When I was in Kumily I met a couple who told me about an orphanage in Fort Cochin that they had visited. So I found out about this and went there to see if I could spend some time with the children, it was so sad to see all these severley disabled children that had been left here because their parents didn't want them, or could not look after them. I spent a few hours here just to spend some time with these children and donated some money, it was a heartbreaking experience but at the same time it felt good to give something, even if it was to such a small proportion of the population. The amount of people that are begging and live in real poverty is so disturbing, for me it has been especially hard when I have seen children begging, people who can't walk and are crawling on the streets because there are no wheelchairs, and people with all sorts of other disabilities. It has made me think a lot, and it feels a bit absurd with all the wealthy people around dressed in expensive clothes and often obsessed about having so much of everything and yet there is no support for so many people in need.

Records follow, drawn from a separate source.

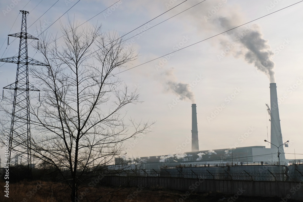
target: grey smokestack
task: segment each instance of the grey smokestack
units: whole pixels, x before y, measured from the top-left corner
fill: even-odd
[[[199,151],[197,107],[195,104],[191,104],[191,151]]]
[[[279,147],[283,144],[282,135],[281,133],[280,118],[278,108],[278,98],[277,94],[277,85],[276,83],[269,84],[270,88],[270,142]],[[277,147],[271,144],[270,148],[276,149]],[[285,155],[284,154],[283,146],[279,147],[279,151],[282,153],[280,154],[280,161],[285,161]]]

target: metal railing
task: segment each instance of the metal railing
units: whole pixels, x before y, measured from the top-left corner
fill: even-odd
[[[263,165],[264,164],[263,164]],[[254,171],[247,170],[230,171],[228,168],[221,170],[212,170],[184,168],[164,168],[159,170],[139,169],[121,171],[115,173],[117,176],[128,177],[164,177],[189,178],[203,178],[211,180],[229,180],[253,181],[303,181],[303,171],[297,169],[289,171],[287,167],[277,167],[270,170],[266,166],[258,167]],[[107,175],[112,175],[110,172]]]
[[[282,166],[287,165],[285,161],[281,161],[280,164]],[[303,164],[303,162],[302,163]],[[175,166],[163,166],[161,168],[176,168],[183,167],[227,167],[228,166],[241,166],[251,165],[274,165],[278,166],[278,161],[252,161],[240,162],[228,162],[223,163],[214,164],[181,164],[179,165]]]

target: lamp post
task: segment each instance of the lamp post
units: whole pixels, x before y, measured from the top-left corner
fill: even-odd
[[[277,146],[276,145],[275,145],[275,144],[273,144],[272,143],[271,143],[270,142],[268,142],[268,141],[267,141],[266,140],[264,140],[264,141],[265,142],[268,142],[269,143],[270,143],[271,144],[272,144],[272,145],[274,145],[274,146],[275,146],[277,148],[278,148],[278,158],[279,159],[279,172],[281,173],[281,163],[280,163],[280,154],[281,154],[281,153],[280,153],[280,151],[279,151],[279,147],[281,147],[281,146],[282,146],[282,145],[283,145],[284,144],[285,144],[287,143],[288,142],[289,142],[289,141],[288,141],[288,140],[287,141],[286,141],[285,142],[284,142],[284,143],[283,143],[283,144],[281,144],[280,146],[279,146],[278,147],[278,146]],[[271,160],[272,160],[272,157],[271,158]]]
[[[265,142],[268,142],[268,143],[270,143],[270,144],[272,144],[272,145],[273,145],[274,146],[275,146],[276,147],[277,147],[277,148],[278,149],[278,158],[279,159],[279,166],[280,166],[280,154],[281,154],[281,153],[280,153],[280,151],[279,151],[279,147],[281,147],[281,146],[282,146],[282,145],[284,145],[285,144],[287,143],[288,142],[289,142],[289,141],[288,141],[288,140],[287,141],[286,141],[284,143],[283,143],[283,144],[281,144],[280,146],[279,146],[278,147],[278,146],[277,146],[276,145],[275,145],[275,144],[273,144],[272,143],[271,143],[270,142],[268,141],[267,141],[266,140],[264,140],[264,141]]]

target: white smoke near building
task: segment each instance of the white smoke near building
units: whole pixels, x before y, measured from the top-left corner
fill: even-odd
[[[165,162],[166,159],[168,159],[170,158],[174,158],[175,156],[174,156],[174,154],[169,154],[167,156],[161,156],[160,157],[160,160],[159,161],[159,162]]]
[[[176,154],[175,155],[175,157],[178,159],[182,159],[187,156],[187,155],[183,154]]]
[[[204,153],[200,153],[199,154],[197,154],[198,156],[199,156],[199,158],[197,159],[196,161],[201,161],[202,160],[202,156],[203,155],[205,155],[205,154]]]
[[[208,150],[208,151],[207,152],[207,153],[208,154],[208,155],[211,155],[213,154],[217,154],[217,153],[216,153],[215,151],[214,151],[214,150]]]
[[[225,154],[225,157],[230,157],[231,156],[230,154],[231,153],[231,150],[230,149],[225,150],[224,151],[224,153]]]

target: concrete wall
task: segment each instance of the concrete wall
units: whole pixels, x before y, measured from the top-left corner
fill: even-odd
[[[253,181],[161,177],[105,176],[102,183],[114,186],[150,187],[156,186],[184,192],[187,194],[218,191],[226,194],[247,196],[277,197],[303,201],[303,182]]]

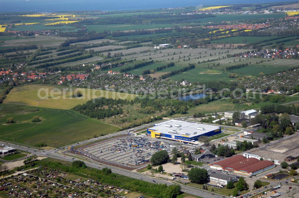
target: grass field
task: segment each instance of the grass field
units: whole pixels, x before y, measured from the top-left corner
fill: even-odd
[[[36,31],[44,30],[68,30],[74,29],[74,27],[67,25],[62,26],[47,26],[44,25],[18,25],[15,27],[10,28],[10,30],[13,31]]]
[[[61,146],[119,129],[72,110],[39,107],[36,111],[36,107],[15,104],[2,104],[0,107],[0,139],[25,144],[42,143],[52,147]],[[37,115],[42,121],[31,122]],[[15,122],[5,124],[11,117]]]
[[[140,67],[133,70],[131,70],[129,71],[130,73],[134,75],[142,75],[142,72],[147,69],[155,69],[157,67],[159,67],[163,65],[165,65],[166,64],[163,63],[154,63],[149,65],[147,65],[145,67]],[[163,70],[161,70],[163,71]]]
[[[171,76],[169,78],[178,81],[184,79],[191,82],[210,81],[215,79],[217,79],[217,81],[225,81],[234,80],[233,78],[228,78],[228,73],[227,72],[214,70],[214,72],[215,71],[218,71],[218,72],[211,74],[209,74],[208,72],[206,73],[208,70],[206,68],[197,67],[194,69]],[[164,71],[162,70],[161,71]]]
[[[21,158],[21,157],[25,157],[25,156],[26,156],[26,154],[20,153],[16,153],[13,155],[7,155],[3,157],[2,157],[1,159],[4,160],[11,161],[12,160],[15,160]]]
[[[89,31],[94,31],[96,32],[103,32],[104,30],[116,32],[118,30],[125,31],[134,30],[136,30],[155,29],[172,27],[172,24],[161,24],[149,25],[111,24],[109,25],[90,25],[86,26],[86,28]]]
[[[211,41],[212,43],[229,44],[252,44],[260,41],[271,39],[276,36],[234,36]]]
[[[28,106],[38,107],[52,108],[53,109],[71,109],[76,105],[85,103],[89,100],[93,98],[103,97],[109,98],[121,98],[127,99],[129,100],[133,99],[137,96],[136,95],[128,94],[126,95],[125,93],[115,92],[114,92],[97,90],[93,94],[93,90],[90,89],[82,89],[81,90],[83,93],[83,95],[79,98],[74,98],[72,97],[76,88],[73,88],[72,91],[69,90],[66,91],[65,95],[65,97],[63,97],[64,88],[69,88],[67,87],[59,86],[53,86],[46,85],[33,84],[20,86],[15,87],[7,96],[4,101],[5,103],[18,104]],[[56,91],[53,91],[53,89]],[[45,91],[40,92],[40,95],[44,98],[39,98],[38,95],[38,90],[39,89],[45,89]],[[52,92],[52,95],[51,97],[51,92]],[[59,92],[61,92],[60,94],[57,94]],[[44,99],[46,95],[46,93],[48,93],[48,99]],[[88,93],[90,95],[89,95]],[[56,97],[59,97],[57,98]],[[57,99],[55,99],[57,98]]]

Well, I am leaving this chaotic and fascinating country tonight to fly to Singapore. Part of me feel a bit sad, there are still so many places I would like to have seen but at the same time I think I am ready to leave, it has at times been exhausting traveling around in this country. The poverty has been one of the hardest to deal with. There has also been a lot of cultural differences to deal with, so much is done in so many different ways to what I am used to.  Interestingly I have started to recognise and understand some of the different behaviors and different customs, which makes it easier and I certainly don't feel so exposed when they look and laugh. Instead I just smile back, I think it is easier if things are taken with a bit of humour. I have met a lot of really nice and interesting people, the children are gorgeous with their big brown eyes, long eye lashes and beautiful smiles. I love the way the women dress in their colourful saris, the men in their lungis, the food has been amazing and  there is such a huge contrast to the western world, but I suppose that is what has made my time in India so amazing and eventful.